学期末を控えたある日の旧音楽室


「はぁぁぁ」

「…何ため息吐いてんですか」

「だってもう少しで試験だよ? 少年もイヤでしょ?」

「いいえ」

「なんで!? 試験だよ? テストだよ?!」

「先輩ほど追い詰められていませんから。
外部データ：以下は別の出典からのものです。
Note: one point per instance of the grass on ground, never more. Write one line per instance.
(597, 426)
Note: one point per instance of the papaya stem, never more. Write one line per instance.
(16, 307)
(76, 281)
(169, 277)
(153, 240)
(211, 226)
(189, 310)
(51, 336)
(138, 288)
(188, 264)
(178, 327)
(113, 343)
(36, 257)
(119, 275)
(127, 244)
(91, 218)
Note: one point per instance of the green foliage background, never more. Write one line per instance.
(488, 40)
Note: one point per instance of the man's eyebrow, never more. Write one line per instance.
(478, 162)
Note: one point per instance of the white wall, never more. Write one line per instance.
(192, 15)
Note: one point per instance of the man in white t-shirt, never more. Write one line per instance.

普段からやってればそれほど大変なことじゃないんですよ」

「うぅ」

「それに僕はまだ1年ですから」

「どうせ私は灰色受験生だーい!」

「分かってるんなら勉強したらどうですか? こんなとこ来てないで」

「だ、だって…」

「だって?」

「やる気が出なくて…」

「…」

「…なんかさわやかな曲聴きたくなっちゃって、ダメ?」上目遣い

「…(うっ)」

「ダメかな?」うるうる

「…(うぅっ!)」

「やっぱりダメ?」うるうるうる

「(くっ…わざとか? わざとなのか、この人は!)」

「少年?」

「はあ…、一曲だけ」

「え?」

「僕も一応ピアノの試験があるんで練習したいんですよ。だから仕方ないから一曲だけなら弾いてあげますよ」

「わっホント? やった! ありがとう!!」

「どうせ先輩のことです、弾かなきゃ帰らないんでしょ?」

「まぁね」

「だから仕方なく、ですよ」

「ふふ、ありがとう少年!」

「…いいえ」



(その笑顔が見たかった、なんて、絶対言わない)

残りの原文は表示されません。